What's the difference between the automorphism and isomorphism of graph?
In graph theory, an isomorphism of graphs $G$ and $H$ is a bijection between the vertex sets of $G$ and $H$, $ f \colon V(G) \to V(H) \,\!$ such that any two vertices $u$ and $v$ of $G$ are adjacent in $G$ if and only if $ƒ(u)$ and $ƒ(v)$ are adjacent in $H$.
In the mathematical field of graph theory, an automorphism of a graph is a form of symmetry in which the graph is mapped onto itself while preserving the edge–vertex connectivity.
Could you give a example to explain the difference of the automorphism and isomorphism from the graph $G$ to $G$ itself? Since not all the isomorphism from the graph $G$ to $G$ itself is automorphism.

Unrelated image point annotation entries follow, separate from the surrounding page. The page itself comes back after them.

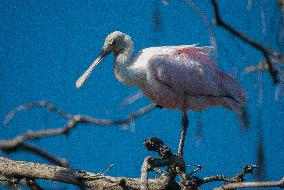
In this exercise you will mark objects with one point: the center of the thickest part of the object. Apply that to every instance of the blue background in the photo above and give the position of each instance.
(46, 45)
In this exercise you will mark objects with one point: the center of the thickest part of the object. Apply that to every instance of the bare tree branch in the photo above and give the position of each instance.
(279, 184)
(266, 52)
(73, 121)
(31, 170)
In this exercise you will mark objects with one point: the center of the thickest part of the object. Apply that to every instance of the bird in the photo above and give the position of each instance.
(184, 77)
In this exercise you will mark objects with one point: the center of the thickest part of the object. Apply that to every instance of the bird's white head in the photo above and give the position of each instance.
(117, 42)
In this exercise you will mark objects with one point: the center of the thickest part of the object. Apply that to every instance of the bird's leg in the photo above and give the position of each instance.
(184, 123)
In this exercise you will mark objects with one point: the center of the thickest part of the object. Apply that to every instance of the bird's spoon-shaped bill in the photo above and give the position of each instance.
(87, 73)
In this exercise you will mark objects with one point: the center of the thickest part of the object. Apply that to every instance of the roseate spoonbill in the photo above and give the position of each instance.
(176, 77)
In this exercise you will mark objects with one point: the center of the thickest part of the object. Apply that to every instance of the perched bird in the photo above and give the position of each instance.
(176, 77)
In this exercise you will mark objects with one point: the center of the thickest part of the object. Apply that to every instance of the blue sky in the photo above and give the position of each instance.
(46, 45)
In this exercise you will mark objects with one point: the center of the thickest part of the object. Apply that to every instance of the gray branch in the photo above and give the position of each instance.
(31, 170)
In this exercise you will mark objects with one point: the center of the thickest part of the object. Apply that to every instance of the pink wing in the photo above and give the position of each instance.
(204, 55)
(194, 77)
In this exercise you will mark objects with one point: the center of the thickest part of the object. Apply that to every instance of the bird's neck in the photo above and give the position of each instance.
(124, 69)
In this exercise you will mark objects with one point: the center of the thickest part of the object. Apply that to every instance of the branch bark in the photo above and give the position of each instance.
(267, 53)
(31, 170)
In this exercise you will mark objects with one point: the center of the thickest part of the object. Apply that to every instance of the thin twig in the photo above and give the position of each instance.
(73, 121)
(232, 186)
(266, 52)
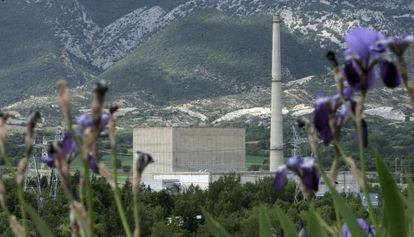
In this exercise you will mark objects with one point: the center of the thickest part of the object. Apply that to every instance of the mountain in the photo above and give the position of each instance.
(186, 62)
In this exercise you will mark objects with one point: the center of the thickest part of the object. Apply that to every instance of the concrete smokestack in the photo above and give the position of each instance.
(276, 123)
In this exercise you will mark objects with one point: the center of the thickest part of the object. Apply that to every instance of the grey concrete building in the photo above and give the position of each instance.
(191, 149)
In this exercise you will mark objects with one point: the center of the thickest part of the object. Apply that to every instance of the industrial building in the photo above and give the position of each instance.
(191, 149)
(199, 156)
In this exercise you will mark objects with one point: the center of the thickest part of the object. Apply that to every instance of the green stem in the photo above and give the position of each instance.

I have this question when I read this post, please find the key word An isomorphism is a bijective structure-preserving map
...and there is a paragraph says that
The graph representation also bring convenience to counting the number of isomorphisms (the pre-factor). For example, for a graph $g$ with $V$ vertices, $E$ edges from some scalar theory, permutation of vertices is equivalent to relabeling of vertices, hence does not change the graph structure. The same goes to permutation of edges. Therefore, the number of graphs isomorphic to $g$ is $V!⋅E!$.
Maybe the isomorphism
here does not demand to preserve the vertex-edge realtion, only demand to preserve the structure.
Solution 1:
By definition, an automorphism is an isomorphism from $G$ to $G$, while an isomorphism can have different target and domain.

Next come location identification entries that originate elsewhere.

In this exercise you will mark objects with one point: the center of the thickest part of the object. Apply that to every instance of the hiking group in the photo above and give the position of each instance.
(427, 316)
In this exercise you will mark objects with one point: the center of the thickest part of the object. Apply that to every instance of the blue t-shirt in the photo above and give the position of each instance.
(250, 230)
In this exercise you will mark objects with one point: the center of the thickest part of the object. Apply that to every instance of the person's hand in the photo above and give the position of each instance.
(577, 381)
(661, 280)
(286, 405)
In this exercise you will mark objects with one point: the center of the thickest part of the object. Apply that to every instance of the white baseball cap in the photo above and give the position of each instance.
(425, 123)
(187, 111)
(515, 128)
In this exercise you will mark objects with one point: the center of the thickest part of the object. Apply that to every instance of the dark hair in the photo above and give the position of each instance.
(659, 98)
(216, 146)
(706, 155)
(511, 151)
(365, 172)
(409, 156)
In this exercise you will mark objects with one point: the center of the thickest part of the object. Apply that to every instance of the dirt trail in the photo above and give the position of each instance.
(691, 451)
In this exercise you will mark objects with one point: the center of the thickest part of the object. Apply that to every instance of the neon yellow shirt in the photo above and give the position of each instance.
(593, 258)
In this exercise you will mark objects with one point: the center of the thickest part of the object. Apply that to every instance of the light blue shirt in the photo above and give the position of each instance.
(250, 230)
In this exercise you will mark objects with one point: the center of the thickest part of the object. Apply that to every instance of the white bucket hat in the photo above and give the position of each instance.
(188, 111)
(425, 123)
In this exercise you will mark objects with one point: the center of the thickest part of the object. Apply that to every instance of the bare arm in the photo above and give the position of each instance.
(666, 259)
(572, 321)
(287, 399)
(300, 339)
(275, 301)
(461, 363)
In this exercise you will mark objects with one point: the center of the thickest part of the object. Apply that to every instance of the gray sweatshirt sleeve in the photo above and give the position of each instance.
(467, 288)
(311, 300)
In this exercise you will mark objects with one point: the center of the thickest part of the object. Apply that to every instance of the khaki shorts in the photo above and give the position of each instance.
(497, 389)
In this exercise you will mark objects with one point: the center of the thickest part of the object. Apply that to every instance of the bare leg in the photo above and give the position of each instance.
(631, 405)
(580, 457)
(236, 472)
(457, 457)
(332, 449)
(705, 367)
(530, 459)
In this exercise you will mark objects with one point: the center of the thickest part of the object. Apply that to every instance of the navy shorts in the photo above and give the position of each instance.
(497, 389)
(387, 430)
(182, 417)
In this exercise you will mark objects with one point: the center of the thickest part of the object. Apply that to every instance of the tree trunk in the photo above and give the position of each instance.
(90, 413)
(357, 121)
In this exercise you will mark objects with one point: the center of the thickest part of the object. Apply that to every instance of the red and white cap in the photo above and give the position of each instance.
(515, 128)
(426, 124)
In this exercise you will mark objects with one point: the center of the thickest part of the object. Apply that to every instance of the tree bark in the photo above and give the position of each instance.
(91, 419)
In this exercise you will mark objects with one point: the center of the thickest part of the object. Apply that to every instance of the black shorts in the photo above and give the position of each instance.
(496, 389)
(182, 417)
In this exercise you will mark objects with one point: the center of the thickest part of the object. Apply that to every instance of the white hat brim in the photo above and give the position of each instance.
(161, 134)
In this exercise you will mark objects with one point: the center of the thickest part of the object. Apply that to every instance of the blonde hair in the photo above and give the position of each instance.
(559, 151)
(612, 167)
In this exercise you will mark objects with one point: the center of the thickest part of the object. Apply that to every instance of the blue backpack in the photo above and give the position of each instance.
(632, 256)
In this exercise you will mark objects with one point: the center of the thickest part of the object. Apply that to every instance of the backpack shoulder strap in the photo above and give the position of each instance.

In general (in any category), an automorphism is defined as an isomorphism $f:G \to G$.
Solution 2:
As an example, consider the graphs $G$ and $G'$ on 4 vertices, labelled 1, 2, 3 and 4, where $G$ has edge set $\{\{1,2\},\{1,3\},\{2,3\},\{3,4\}\}$ and $G'$ has edge set $\{\{1,4\},\{2,3\},\{2,4\},\{3,4\}\}$. Sketch both of these graphs !
Then the permutation $\alpha = (1, 2, 3, 4)$ (in disjoint cycle notation) is an isomorphism from $G$ to $G'$. Why ? Because, applying $\alpha$ to the vertex labels in the edge set of $G$ we obtain the edge set of $G'$. Check this ! Since an isomorphism from $G$ to $G'$ exists, $G$ and $G'$ are isomorphic. However, since their edge sets are different, $G$ and $G'$ are not equal.
The permutation $\beta = (1, 2)$ is an isomorphism from $G$ to $G$ itself, that is, an automorphism of $G$, also known as a symmetry of $G$. Check this, as above !
Solution 3:
An automorphism of a graph $\Gamma$ is an isomorphism from $\Gamma$ to itself.